When they pulled up in front of her house Theo said, “OK, we’ll talk if you want and everything will be fine.” Menina didn’t try to answer, just flung open her car door, tore her engagement ring off and hurled it into the distance. Then she raced for the house.
“I’ll see you tomorrow, when you’ve calmed down,” he said, rushing after her.
“I n-n-never w-want to see you again!” Menina slammed the front door and locked it, then ran to her room, threw herself onto her bed where she buried her head in her pillow to muffle her screams and cried herself into a fitful sleep.
She woke early with a heavy head, her life in ruins, and the bleak certainty that she must never, ever let a word of what happened cross her lips. A girl who brought an accusation of rape invited trouble from the accused’s friends, who as often as not joined forces and told the police the girl was a lying slut. That she had a reputation of being hot for sex, all the time, with anybody. Theo had a lot of friends, an entire band of fraternity brothers, plus there were the Bonners—they had power to do anything they wanted. Who knew what that would be if she accused their golden boy of rape, what stories they would make sure were circulated? If Sarah-Lynn heard Menina publicly called a cock-teaser and a slut, it would break her heart. Virgil would go after Theo with his shotgun, and end up in the electric chair for murder. Sarah-Lynn would be widowed and people would whisper that after all they had done for her, Menina had been trash who ruined the Walkers.

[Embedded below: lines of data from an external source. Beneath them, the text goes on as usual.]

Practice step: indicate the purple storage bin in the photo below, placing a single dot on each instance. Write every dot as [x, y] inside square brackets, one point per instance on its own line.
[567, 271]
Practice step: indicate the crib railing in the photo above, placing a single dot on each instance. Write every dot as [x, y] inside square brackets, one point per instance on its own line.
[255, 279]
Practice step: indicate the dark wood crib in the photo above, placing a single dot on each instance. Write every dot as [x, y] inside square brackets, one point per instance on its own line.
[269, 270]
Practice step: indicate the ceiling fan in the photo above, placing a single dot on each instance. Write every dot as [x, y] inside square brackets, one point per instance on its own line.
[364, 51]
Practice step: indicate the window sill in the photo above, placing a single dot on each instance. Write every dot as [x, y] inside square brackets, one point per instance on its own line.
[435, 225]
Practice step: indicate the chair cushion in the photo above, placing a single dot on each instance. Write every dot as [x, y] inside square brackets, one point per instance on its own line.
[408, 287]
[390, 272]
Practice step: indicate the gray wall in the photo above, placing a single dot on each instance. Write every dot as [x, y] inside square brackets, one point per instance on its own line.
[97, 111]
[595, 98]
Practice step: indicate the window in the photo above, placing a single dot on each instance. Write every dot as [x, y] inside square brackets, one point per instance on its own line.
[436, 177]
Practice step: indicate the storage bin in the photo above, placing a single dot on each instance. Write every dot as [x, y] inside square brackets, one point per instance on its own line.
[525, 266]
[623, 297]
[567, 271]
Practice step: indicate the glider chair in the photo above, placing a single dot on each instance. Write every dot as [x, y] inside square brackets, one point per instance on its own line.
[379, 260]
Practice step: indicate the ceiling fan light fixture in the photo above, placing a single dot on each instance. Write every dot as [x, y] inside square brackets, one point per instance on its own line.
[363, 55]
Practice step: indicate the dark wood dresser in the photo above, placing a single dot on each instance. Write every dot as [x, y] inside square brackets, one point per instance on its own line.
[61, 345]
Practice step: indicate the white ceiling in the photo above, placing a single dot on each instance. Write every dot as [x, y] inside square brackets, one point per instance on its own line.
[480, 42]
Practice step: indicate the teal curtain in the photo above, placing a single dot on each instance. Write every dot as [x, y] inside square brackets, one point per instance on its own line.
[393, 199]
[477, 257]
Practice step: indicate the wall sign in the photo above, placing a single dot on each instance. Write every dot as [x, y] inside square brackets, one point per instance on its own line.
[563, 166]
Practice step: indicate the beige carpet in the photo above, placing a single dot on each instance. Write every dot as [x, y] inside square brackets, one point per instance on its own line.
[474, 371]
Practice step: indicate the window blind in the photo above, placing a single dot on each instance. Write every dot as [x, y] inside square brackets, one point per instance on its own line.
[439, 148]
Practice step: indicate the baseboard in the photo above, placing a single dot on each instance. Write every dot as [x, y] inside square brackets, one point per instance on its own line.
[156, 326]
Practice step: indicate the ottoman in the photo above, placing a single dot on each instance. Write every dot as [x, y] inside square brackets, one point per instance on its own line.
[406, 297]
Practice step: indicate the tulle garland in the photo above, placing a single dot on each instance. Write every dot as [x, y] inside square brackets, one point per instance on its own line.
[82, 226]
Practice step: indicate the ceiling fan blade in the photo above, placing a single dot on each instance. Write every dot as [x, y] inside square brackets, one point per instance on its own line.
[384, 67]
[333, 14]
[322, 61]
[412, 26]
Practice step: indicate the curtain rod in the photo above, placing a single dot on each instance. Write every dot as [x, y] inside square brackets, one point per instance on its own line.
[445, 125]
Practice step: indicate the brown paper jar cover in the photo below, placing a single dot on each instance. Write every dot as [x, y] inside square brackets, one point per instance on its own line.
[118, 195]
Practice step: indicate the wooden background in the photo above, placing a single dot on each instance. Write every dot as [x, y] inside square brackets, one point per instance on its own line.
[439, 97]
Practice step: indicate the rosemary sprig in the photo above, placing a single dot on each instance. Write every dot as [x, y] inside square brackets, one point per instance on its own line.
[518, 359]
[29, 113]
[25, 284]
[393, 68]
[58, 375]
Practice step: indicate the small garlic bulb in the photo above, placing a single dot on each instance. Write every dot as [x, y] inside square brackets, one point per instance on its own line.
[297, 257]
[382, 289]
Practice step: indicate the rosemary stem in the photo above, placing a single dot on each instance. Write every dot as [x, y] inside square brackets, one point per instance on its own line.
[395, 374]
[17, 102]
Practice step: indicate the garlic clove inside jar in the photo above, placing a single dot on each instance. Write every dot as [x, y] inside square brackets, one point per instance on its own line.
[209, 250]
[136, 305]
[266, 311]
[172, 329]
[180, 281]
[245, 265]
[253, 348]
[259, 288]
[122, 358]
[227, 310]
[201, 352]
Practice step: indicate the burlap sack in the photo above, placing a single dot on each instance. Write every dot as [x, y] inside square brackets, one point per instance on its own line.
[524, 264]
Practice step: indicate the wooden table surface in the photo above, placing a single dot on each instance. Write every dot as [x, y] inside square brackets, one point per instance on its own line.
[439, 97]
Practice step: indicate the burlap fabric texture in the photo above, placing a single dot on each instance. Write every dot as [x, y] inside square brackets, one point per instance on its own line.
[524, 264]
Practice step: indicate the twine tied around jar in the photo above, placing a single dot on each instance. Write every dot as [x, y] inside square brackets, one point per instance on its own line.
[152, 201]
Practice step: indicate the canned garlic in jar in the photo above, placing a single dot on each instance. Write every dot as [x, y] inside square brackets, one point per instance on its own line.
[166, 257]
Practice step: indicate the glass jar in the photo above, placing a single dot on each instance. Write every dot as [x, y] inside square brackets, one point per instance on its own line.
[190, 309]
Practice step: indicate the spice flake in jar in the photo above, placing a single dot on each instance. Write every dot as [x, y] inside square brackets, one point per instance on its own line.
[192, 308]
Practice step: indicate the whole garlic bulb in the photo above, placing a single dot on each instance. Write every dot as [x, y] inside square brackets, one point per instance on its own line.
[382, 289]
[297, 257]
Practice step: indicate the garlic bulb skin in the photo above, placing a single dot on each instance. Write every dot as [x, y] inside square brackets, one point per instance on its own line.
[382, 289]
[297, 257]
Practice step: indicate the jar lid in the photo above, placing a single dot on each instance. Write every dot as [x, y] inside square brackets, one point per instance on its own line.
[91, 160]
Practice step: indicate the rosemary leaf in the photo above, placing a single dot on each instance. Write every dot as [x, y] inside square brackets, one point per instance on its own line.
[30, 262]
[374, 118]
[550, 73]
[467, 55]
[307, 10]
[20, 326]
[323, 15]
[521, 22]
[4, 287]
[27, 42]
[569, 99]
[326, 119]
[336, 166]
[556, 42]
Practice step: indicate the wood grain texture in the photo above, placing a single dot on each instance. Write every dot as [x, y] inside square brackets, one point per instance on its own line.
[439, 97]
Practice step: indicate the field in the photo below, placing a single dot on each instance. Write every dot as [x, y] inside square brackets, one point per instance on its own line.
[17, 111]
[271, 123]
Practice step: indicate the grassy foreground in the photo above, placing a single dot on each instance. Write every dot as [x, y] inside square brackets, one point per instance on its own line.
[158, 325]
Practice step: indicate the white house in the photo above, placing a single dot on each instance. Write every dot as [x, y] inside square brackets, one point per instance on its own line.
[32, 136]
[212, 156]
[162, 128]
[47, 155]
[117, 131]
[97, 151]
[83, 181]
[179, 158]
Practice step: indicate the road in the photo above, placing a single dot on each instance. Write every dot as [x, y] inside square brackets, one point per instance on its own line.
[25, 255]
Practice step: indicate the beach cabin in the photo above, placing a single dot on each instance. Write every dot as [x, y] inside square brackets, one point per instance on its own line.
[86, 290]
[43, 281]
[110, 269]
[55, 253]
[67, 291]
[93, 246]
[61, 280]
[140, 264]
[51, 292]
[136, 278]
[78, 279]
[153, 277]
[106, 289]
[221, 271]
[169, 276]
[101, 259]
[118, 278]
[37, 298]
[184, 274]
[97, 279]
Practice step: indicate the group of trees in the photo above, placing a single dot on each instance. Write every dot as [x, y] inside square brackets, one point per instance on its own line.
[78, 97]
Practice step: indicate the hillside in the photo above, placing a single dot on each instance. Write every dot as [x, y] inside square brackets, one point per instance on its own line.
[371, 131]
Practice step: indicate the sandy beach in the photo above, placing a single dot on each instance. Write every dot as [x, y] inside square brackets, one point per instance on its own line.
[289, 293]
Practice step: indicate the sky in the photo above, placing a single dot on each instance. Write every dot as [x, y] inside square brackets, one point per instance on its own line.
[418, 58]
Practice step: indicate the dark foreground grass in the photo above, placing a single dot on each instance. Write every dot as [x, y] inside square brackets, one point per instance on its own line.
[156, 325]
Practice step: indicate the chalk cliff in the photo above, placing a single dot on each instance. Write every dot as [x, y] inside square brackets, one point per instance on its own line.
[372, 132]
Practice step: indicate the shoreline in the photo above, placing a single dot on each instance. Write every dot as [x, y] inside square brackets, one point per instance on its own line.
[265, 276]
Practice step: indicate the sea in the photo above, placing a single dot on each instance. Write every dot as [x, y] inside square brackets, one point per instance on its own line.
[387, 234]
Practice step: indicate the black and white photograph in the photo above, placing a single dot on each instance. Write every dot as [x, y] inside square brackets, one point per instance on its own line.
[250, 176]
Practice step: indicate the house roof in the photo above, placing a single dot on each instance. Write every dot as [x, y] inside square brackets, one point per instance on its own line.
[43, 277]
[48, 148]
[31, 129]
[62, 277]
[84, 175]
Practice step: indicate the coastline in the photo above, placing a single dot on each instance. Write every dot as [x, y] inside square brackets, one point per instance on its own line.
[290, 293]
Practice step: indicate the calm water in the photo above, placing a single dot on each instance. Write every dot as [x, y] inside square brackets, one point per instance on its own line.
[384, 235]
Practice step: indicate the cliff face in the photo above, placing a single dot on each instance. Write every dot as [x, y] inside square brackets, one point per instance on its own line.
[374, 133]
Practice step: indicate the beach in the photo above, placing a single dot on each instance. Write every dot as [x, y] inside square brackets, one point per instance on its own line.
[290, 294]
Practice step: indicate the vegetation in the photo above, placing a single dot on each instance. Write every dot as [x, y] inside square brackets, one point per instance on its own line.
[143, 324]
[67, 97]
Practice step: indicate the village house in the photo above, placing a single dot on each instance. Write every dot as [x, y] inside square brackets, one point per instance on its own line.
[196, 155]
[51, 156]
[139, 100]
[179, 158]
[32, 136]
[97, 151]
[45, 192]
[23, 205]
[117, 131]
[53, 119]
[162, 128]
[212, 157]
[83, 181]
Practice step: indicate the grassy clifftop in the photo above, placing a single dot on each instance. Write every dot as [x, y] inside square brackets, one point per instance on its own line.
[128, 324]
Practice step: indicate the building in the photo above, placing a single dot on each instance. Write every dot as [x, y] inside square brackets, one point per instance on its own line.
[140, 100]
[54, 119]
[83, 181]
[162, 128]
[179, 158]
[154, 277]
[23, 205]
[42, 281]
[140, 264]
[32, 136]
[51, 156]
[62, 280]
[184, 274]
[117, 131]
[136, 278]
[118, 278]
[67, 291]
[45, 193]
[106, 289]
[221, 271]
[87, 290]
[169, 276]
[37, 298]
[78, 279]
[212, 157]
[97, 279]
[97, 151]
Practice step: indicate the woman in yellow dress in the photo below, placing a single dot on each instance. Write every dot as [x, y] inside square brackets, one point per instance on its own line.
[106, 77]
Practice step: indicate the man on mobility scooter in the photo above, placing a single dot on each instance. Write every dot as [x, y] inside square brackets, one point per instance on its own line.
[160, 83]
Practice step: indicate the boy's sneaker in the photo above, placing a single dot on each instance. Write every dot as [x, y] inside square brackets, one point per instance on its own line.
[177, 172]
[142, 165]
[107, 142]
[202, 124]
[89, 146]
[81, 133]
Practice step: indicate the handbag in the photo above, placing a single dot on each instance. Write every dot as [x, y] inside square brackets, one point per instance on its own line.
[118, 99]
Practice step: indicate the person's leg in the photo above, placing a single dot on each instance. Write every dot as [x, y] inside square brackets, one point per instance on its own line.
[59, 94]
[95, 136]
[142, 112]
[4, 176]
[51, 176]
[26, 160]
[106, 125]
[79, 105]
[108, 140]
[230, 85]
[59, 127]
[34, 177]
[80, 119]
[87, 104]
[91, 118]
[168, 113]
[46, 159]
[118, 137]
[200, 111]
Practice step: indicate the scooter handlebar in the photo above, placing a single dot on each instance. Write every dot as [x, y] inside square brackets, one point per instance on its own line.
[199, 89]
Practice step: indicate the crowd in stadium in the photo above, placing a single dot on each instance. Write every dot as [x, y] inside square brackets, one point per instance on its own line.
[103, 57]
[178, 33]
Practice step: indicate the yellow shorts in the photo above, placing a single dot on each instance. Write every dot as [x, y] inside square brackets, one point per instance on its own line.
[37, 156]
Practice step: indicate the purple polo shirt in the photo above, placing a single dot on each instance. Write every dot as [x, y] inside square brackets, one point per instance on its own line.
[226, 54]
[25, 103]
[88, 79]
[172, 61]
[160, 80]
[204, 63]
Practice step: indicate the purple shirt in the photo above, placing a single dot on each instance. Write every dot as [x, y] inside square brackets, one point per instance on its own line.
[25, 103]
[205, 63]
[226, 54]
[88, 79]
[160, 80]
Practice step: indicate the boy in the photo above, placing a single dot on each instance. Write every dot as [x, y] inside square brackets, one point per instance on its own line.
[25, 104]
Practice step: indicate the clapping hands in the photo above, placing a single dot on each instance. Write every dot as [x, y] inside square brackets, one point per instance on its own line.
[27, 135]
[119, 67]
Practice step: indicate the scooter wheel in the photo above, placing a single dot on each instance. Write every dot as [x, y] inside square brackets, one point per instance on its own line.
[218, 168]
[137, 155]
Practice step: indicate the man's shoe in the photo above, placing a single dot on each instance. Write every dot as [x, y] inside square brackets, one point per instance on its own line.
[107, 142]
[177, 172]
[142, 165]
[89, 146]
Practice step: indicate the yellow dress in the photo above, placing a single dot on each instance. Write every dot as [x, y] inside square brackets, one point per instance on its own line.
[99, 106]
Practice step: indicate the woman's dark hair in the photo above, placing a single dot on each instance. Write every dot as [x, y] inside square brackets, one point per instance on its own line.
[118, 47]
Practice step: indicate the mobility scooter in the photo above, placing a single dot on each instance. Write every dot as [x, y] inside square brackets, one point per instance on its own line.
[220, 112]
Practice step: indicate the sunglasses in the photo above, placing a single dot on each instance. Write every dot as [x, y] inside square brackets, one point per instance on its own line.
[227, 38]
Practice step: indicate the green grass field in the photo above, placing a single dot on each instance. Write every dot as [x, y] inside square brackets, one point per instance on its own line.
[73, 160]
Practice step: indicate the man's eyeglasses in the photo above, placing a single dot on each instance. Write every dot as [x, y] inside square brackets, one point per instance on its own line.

No, she could never, never tell anybody—not the police, not her parents, not even Becky. A turmoil of emotion and doubts and shock swirling in her mind, she grabbed scissors and cut all her clothes from the night before into tiny shreds, then flushed them down her toilet. Afterward she stood sobbing in a scalding shower, scrubbing and scrubbing at her body until the water ran cold. Numbly she pulled on her clothes, and went to face her parents.
At the breakfast table the Walkers were reading the Sunday papers before church. Virgil said, “You coming down with something, honey? You don’t look too good.”
Menina wanted to scream the truth, but made an effort and confined herself to crumbling a piece of toast with shaking hands, her engagement ring conspicuously absent. “Theo and I broke up.”
There was a shocked silence.
“Broke up! How could you break up?” wailed Sarah-Lynn, while Virgil put an arm around her shoulders.
“What happened?” he asked.
Menina stammered out that Theo didn’t understand what was important to her, then trailed off into silence, tearing a paper napkin to shreds under the table.
“I still don’t understand!” said Sarah-Lynn incredulously.
“Mama, please…” Menina croaked hoarsely.
“Well, what’s everybody going to think?”
Menina hadn’t thought she had any tears left, but now it seemed that she did. Virgil hugged her tighter and poured her a cup of coffee. “Drink this,” he said.
The telephone rang. Virgil answered and mouthed, “Theo,” muffling the receiver in his shoulder. Menina’s hand holding the coffee cup started to shake, and coffee spilled everywhere. She shook her head and fled back to her room. She refused to talk on the telephone or see Theo later when Virgil knocked at her bedroom door to say he was at the front door, wearing a sorry expression.
“Make him leave, Daddy! Please!”
Minutes later Virgil came back and closed the bedroom door behind him. “You want to tell your mother and me what’s going on? This isn’t like you.”
“I don’t want to see him. Ever.”
Virgil looked at her shrewdly. “Are you pregnant? Honey, it’s not the end of the world. So what if you two have a baby less than nine months after the wedding? We always wanted to be grandparents; a little sooner is fine with us.”
Menina stared at him in horror. Pregnant? She hadn’t thought about that horrible possibility! Had Theo wanted to get her pregnant?
“No!” Menina exclaimed, crossing her fingers and praying that was true.
“I’ll try and calm your mother down,” said Virgil after a minute.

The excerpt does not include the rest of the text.